Reed started by discussing the case study of website speed. He wanted to show ROI through enablement, proving the value of optimising digital platforms for speed.
Commercialising the enabler
The idea, of course, is that speed = conversion = cash.
To prove this, Reed and his team used RUM (real user measurement) to look at customer journeys, correlate those journeys to site speed and then use predictive modelling to envisage the impact of site speed improvement.
The theory goes that user perception of ‘instant’ is 0.1s, after 1s users will be cognisant of a delay, and that industry standard for pagespeed threshold for conversion is 1.8s.
Reed’s testing, however, led Barclaycard Business to transition from industry standards (1.8s) to a more accurate, custom KPI (closer to 2.8s).
Demonstrating hidden costs of future tech
This site speed testing is interesting, but Reed posed the question of how this work can help quantify upcoming digital innovations?
The answer is allowing the business to put a number on performance costs, or hidden costs, and hence properly cost up the opportunity of new digital tech.
As an example, if some new sample code adds 0.2s to page load, the exact hidden cost can be calculated based on the Reed’s predictive modelling.
A shift in digital content management
This work on improving performance has necessitated a change in the skillsets in Reed’s team.
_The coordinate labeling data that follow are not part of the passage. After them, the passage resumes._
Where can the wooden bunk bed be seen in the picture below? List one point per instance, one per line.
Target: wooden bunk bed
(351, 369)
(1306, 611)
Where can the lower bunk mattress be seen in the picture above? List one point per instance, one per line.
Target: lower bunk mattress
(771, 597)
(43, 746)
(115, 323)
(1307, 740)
Typically, the team has been comprised of digital content managers, who have a background of doing editing and lots of work with content in CMS.
Now, Reed says, the team needs broader digital platform skills related to:
- third party code management
- site performance
- development pipeline management
- technical delivery
- platform migrations
This shift has led the team to split into three parts: content, performance and technical implementation.
Driving performance strategy
Reed admits that “a year ago we barely understood [performance strategy]” and that the team has undergone a transition to “producing and implementing that strategy, embedding governance rules, showing ROI, and demonstrating hidden costs.”
This has proven of benefit to the customer through “better experiences faster”, whether that be:
- logging into a secure account
- finding what’s on offer
- looking for help and support with an existing product
- maybe even buying something
But implementing a performance strategy has also been beneficial internally, too, giving digital content managers the confidence to ask the right questions in the organisation and link up with the right people.
Reed’s talk was a brief but compelling summary of how his team has made digital performance and engagement a priority. This was born from enablers (things the team were managing already anyway), which allowed Reed to show ROI, demonstrated hidden costs of future tech and better serviced user needs.
This work is testament to the passionate narrative that Reed’s team creates, showing that optimisation is not just about classic A/B content testing, but broader performance, too.